MAK instantly refused a high-level Israeli offer of technical-strategic assistance in exchange for Pakistan's abandonment of the Palestinian cause

Second youngest among six brothers and an elder sister - two brothers had died in their teens - Mahmood Ali Khan spent his childhood in Wazirabad, returned to Jullundur upon his father's retirement, went to college in Ludhiana, joined the Army, and when a Captain opted for the Police. He went on to become I.G. East Pakistan in the 1960s, and Director General FIA and Secretary Interior in the 1970s. Like his colleague A.B. Awan, he acquired a reputation for integrity that shone especially brightly in a service where, sadly, the "corrupt cops" of thriller fiction are not the exception but the rule.


Ability and honesty were to be found in all his siblings: Safdar Ali Khan served in Egypt in the Army Postal Service in the 1930s, ultimately presiding over Lahore's magnificent GPO on The Mall; Yakub Ali Khan, brilliant young barrister, graced Punjab's High Court in the 1960s and Pakistan's Supreme Court in the 1970s, forfeiting the position of Chief Justice the day he admitted ex-PM Bhutto's case to the apex court; Brigadier Amjad Ali Khan, hero of Chawinda, was decorated on the battlefield with the Hilal-e-Jurat in September 1965; Sajjad Hyder, Ambassador extraordinaire, is remembered with reverence for his admonitory advice against intervention in East Pakistan and involvement in Afghanistan in the 1970s; and Col. Saadat Ali Khan is celebrated in the country's military annals for his courageous contribution to Lahore's salvation on the BRB Canal/Burki front in 1965.


His most compelling crusade was to curb the notorious - still sickeningly rampant - practice of "encounter killings"

Serving across the length and breadth of Pakistan from Peshawar to Muzaffarabad to Sukkur, MAK Chaudhry has inspired generations of PSP officers. His most compelling crusade was to curb the notorious - still sickeningly rampant - practice of "encounter killings". In the 1950s Mahmood was assigned to Pakistan's High Commission in New Delhi, where by coincidence his brother Sajjad was posted too.
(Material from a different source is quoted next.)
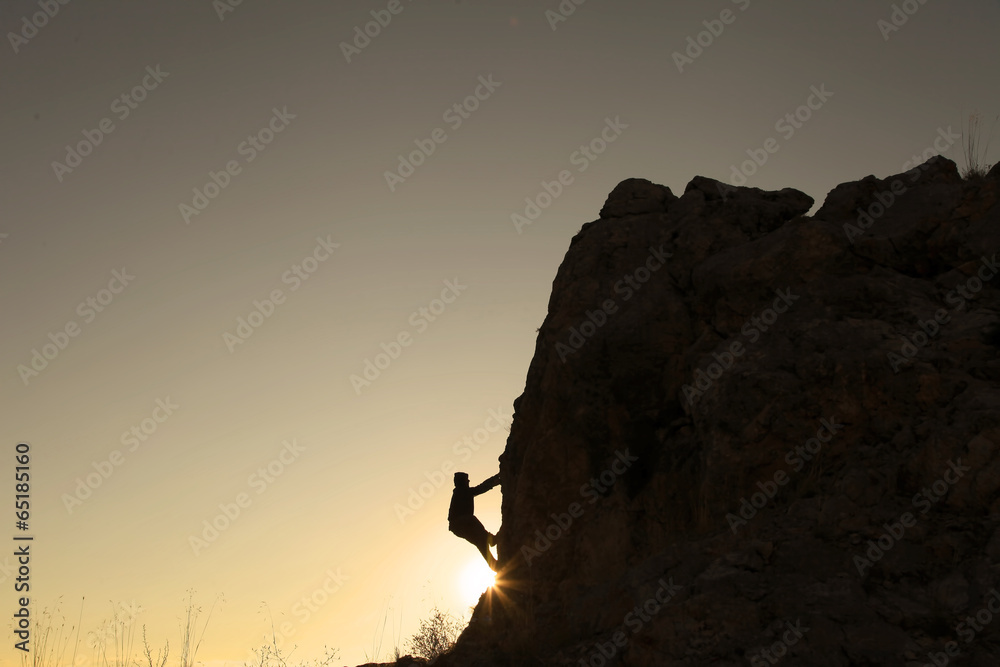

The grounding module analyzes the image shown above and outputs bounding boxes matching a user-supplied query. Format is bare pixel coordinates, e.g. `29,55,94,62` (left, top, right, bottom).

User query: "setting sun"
458,558,496,606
In the early 1960s he was seconded to the SEATO Secretariat in Bangkok, where he met his lifelong friend Air Commodore Kamal, and where family history repeated itself when his nephew Rashid and son Moazzam, both economists, were posted to the ILO Regional HQ in the 1980s and 90s.


In the exotic atmosphere of Bangkok occurred the true "cloak and dagger" incident - equalling in excitement any episode in the espionage novels he so enjoyed - where he instantly and categorically refused a high-level Israeli offer of technical-strategic assistance in exchange for Pakistan's abandonment of the Palestinian cause; to the subsequent approval and appreciation of Interior Secretary Awan. In the 1970s he was invited back to Bangkok to provide valuable input into important bilateral negotiations.
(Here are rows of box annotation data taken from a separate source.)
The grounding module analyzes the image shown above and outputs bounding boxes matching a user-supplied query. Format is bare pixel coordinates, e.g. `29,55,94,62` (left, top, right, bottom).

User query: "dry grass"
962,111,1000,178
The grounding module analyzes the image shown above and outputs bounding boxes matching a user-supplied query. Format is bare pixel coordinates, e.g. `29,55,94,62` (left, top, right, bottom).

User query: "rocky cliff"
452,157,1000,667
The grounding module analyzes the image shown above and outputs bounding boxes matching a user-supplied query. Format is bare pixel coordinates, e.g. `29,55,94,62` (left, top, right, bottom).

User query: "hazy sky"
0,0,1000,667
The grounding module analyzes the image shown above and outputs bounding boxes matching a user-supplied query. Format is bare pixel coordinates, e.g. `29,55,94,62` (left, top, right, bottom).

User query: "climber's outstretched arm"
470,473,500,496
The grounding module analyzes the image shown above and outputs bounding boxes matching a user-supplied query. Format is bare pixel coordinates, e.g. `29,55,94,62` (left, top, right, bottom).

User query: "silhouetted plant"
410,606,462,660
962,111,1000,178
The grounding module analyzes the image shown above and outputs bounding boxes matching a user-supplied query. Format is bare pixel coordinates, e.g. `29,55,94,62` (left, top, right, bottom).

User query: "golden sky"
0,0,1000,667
(Right - MAK with his wife Suraiya on their wedding, December 1953)

He made his major mark in East Pakistan, by 1970 poised to strike back at decades of arrogant overlordship from military and civilian West Pakistani personnel. MAK Chaudhry, like General Azam Khan and Syed Alamdar Raza, was among the handful of officers who won widespread and lasting admiration and affection. Taken prisoner of war in December 1971, he endured this ordeal gracefully, as did his wife and children.


He took equally philosophically his premature retirement by a vengeful General Zia (for being Justice Yakub Ali's brother) in 1977. He returned to Lahore; took up and practiced law; involved himself with the family farm in Burki; and devoted himself to his immediate and extended family and wide circle of friends. As pointed out by I.A. Rehman, his subsequent assignments as Chairman Baitul Maal and Author Police Reform Report were likewise objective-driven and duration-specific. In the 1990s he became Chairman, Board of Governors of the Lahore School of Economics, founded by his nephews Shahid and Rashid Amjad, and till he lived he took an abiding interest in its affairs.
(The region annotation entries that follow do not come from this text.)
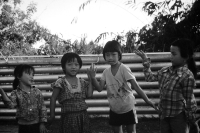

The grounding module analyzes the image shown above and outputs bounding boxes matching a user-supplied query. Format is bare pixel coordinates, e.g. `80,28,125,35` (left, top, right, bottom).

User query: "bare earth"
0,117,159,133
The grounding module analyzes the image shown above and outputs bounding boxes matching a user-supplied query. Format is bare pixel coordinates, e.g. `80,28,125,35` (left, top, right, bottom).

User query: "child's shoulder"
120,63,130,70
160,66,169,72
32,86,41,93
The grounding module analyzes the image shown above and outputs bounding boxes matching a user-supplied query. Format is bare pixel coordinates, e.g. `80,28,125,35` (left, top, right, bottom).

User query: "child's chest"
159,73,183,95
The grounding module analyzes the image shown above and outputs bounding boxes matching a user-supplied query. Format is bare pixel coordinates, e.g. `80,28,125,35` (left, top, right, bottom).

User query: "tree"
0,0,71,56
139,0,200,51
Mahmood Ali Khan's experiences made a writer out of him. At the launch of his book 'Reminiscences from Bengal' (it was dedicated to his spouse Suraiya), my mother Ruhafza Hyder, herself a woman of letters, compared him to Hasrat Mohani who had dedicated his exquisite poetry to his wife. His autobiography 'All Those Years' makes is compelling and entertaining. Despite the drama he witnessed in his eventful life, he never lost his sense of humour, and his subtle laughter and suddenly sparkling eyes will be remembered and missed by friends and family.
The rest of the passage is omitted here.